Panel hearing details the complexities driving care prices higher

Witnesses tell a federal subcommittee how current factors are making
healthcare unaffordable, with few expectations that tech can help.



Given the healthcare industry’s longstanding hope that information technology might solve its vexing problems, it’s unnerving when it becomes clear that key issues lie deeper than tech can reach.

A recent congressional hearing on the affordability of healthcare hammered that very point home. There were only passing references to any differences that technology could bring to the table, and there were just as many negative influences mentioned about technological solutions as there were potential positive contributions.

The testimony of industry leaders, on March 18 before the health subcommittee of the House’s Energy and Commerce Committee, underscored the many challenges facing the industry in restraining cost increases, while improving quality and access.

The complexity of the challenge came out in the testimony, as witnesses took a circular firing squad approach in castigating each other’s industry segments, along with blaming government policies and regulations that have serious adverse consequences that are pushing costs higher.

Consolidation’s impact

Several witnesses at the hearing, entitled, “Lowering Health Care Costs for All Americans: An Examination of the U.S. Provider Landscape,” highlighted the impact of the recent growth of consolidation among providers into large systems.

Consolidation “allows hospitals and affiliated providers to raise prices and resist both public and private efforts to rein in the resulting cost growth,” noted Elizabeth Mitchell, president and CEO of the Purchaser Business Group on Health, Oakland, Calif. “By buying up nearby independent facilities, large health systems can leverage needed access to certain specialties like maternity care or care in rural areas to command high prices across the system.”

Consolidation has also involved acquisition of physician practices, says R. Shawn Martin, CEO and executive vice president of the American Academy of Family Physicians. “Twenty years ago, about one third of family physicians were employed.

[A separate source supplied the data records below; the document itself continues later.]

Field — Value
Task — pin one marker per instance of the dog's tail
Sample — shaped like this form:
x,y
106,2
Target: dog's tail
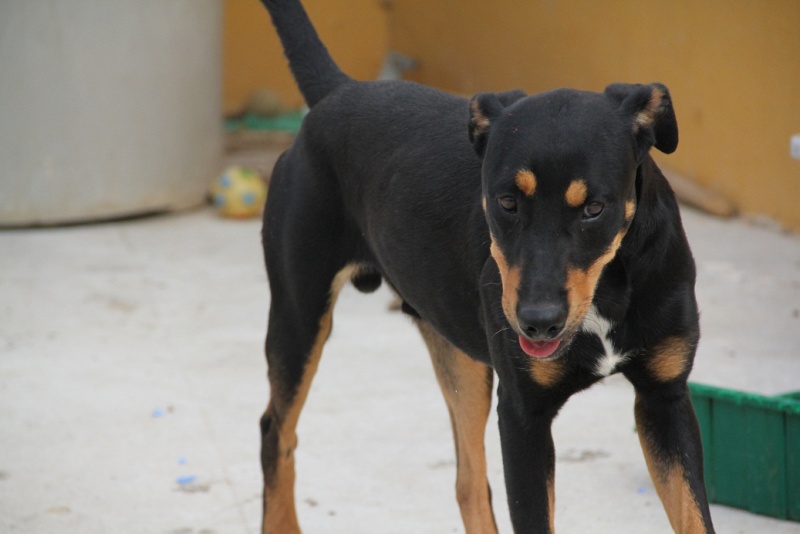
x,y
313,68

Today, nearly 75 percent of family physicians are employed by hospitals, health systems or corporate entities.” Falling payment rates from public and private payers haven’t kept pace with costs, and independent practices don’t have leverage in consolidating markets.

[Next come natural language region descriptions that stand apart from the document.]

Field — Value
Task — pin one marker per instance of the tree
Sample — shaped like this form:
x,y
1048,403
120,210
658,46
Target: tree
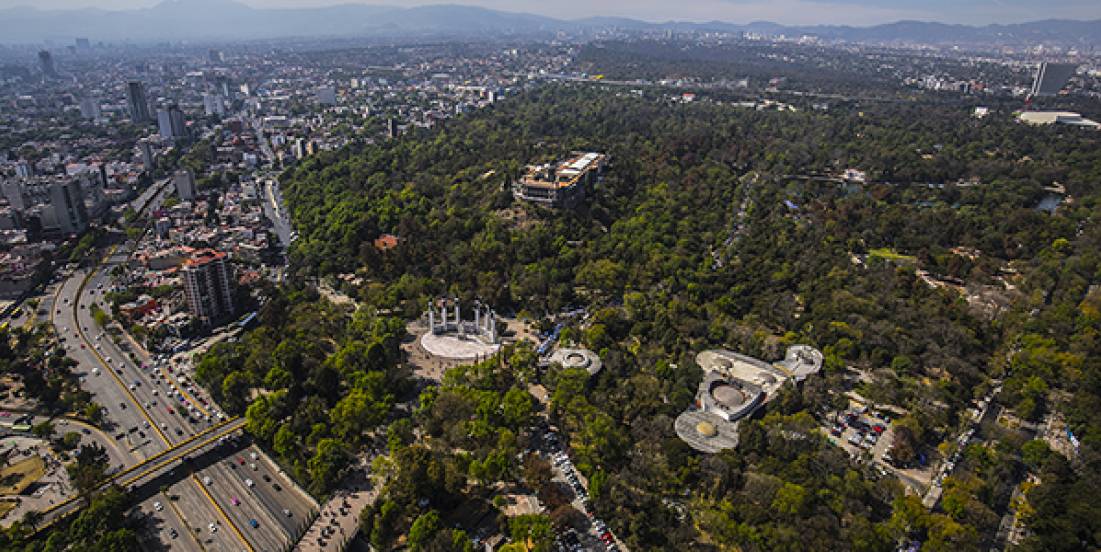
x,y
534,530
88,469
424,529
326,464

Those fears were also echoed by David H. Aizuss, MD, chair of the board of trustees of the American Medical Association. “Market forces emerging from increasing consolidation across the healthcare system are threatening physicians’ ability to survive and interfere with the provision of the highest-quality care to patients,” he contended.

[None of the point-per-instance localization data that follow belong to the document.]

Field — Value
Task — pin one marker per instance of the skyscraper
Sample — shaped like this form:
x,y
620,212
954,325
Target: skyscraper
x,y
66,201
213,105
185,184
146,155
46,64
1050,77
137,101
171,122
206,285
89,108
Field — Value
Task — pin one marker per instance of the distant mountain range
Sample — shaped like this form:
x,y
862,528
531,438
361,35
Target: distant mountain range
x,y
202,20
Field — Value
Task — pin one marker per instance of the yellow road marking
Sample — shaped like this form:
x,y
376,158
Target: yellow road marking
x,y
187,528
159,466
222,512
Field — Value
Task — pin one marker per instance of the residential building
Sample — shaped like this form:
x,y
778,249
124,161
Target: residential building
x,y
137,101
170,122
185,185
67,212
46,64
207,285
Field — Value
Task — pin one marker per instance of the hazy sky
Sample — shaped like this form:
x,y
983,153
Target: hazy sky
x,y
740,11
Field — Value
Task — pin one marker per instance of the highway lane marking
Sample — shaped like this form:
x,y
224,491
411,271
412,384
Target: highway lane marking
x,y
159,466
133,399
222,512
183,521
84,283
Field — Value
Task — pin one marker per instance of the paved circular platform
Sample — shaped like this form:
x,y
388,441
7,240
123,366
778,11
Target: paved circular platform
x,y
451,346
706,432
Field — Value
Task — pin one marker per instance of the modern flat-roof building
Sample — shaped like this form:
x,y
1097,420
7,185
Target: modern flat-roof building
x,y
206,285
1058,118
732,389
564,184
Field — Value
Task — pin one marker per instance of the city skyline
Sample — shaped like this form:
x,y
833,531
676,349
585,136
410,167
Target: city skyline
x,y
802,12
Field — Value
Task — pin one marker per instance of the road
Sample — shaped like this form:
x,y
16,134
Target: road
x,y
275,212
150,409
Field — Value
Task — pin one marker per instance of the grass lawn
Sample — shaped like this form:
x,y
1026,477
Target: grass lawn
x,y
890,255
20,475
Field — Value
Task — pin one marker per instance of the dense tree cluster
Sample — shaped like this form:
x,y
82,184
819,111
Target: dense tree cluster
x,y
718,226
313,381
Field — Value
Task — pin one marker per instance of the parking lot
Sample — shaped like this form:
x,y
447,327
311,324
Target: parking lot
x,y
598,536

Aizuss’s organization contends that competition in hospital markets is critical for the U.S. healthcare system to function effectively. “Virtually all hospital markets are highly concentrated. In 2021, 99 percent of 389 MSA-level markets were highly concentrated,” he said. “Research consistently shows that hospital mergers in concentrated markets can significantly raise hospital prices, both for the merged entity and for neighboring hospitals.”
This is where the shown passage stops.